At saturating dietary sterol concentrations, juvenile somatic growth rates of both sexes increased with increasing dietary EPA concentrations. The maximum growth response upon EPA supplementation was significantly higher in females than in males, but the thresholds for EPA-limited growth did not differ between sexes. The obtained thresholds are comparable to previously published thresholds for EPA-limited juvenile growth of female D. magna (Sperfeld and Wacker, 2011). Thus, females achieve higher maximum somatic growth rates than males when released from dietary EPA limitation, due to their generally higher growth potential, but the sexes do not differ in their susceptibility to dietary EPA limitation during juvenile somatic growth.

The results discussed above were obtained by rearing Daphnia on a sterol- and PUFA-deficient diet, the cyanobacterium S. elongatus. Daphnia feeding on S. elongatus are simultaneously limited by sterols and PUFA (Martin-Creuzburg et al., 2009; Sperfeld et al., 2012), which makes it possible to study the sterol- and PUFA-requirements of Daphnia by supplementing single sterols and/or PUFA. Although simultaneous supplementation of S. elongatus with both resources, i.e., sterols and PUFA, results in rather high somatic and population growth rates (Martin-Creuzburg et al., 2009, 2010), fecundity is typically still lower than on eukaryotic algal diets. Thus, to study sex-specific differences in lipid requirements and allocation in mature animals, we used the green alga Scenedesmus obliquus as the experimental diet. S. obliquus is of moderate food quality for Daphnia, primarily because of a deficiency in long-chain (≥C20) PUFA (von Elert, 2002) and possibly because of its high content of Δ7-sterols, which may be less efficiently used by Daphnia than the more common Δ5-sterols (Martin-Creuzburg et al., 2014; Martin-Creuzburg and Merkel, 2016). The use of S. obliquus resulted in higher egg production, which was a precondition for subsequent lipid analyses, but still allowed for testing lipid-mediated food quality effects.

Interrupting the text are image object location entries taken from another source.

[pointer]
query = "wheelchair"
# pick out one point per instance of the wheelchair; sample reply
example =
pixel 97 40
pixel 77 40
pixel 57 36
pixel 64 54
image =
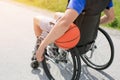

Mass-specific juvenile somatic growth rates of female and male D. magna reared on S. obliquus increased significantly upon EPA supplementation, while cholesterol supplementation had no effect. Our data suggest that both sexes benefit equally from dietary EPA supplementation during juvenile somatic growth. Conversely, the deficiency in Δ5-sterols in S. obliquus did not impair juvenile somatic growth rates. In contrast, differences between sexes were observed for size-specific somatic growth rates, which only in females increased significantly upon EPA supplementation. Thus, the dietary EPA supply may differently affect the allocation of resources toward size- and mass-specific somatic growth in female and male Daphnia.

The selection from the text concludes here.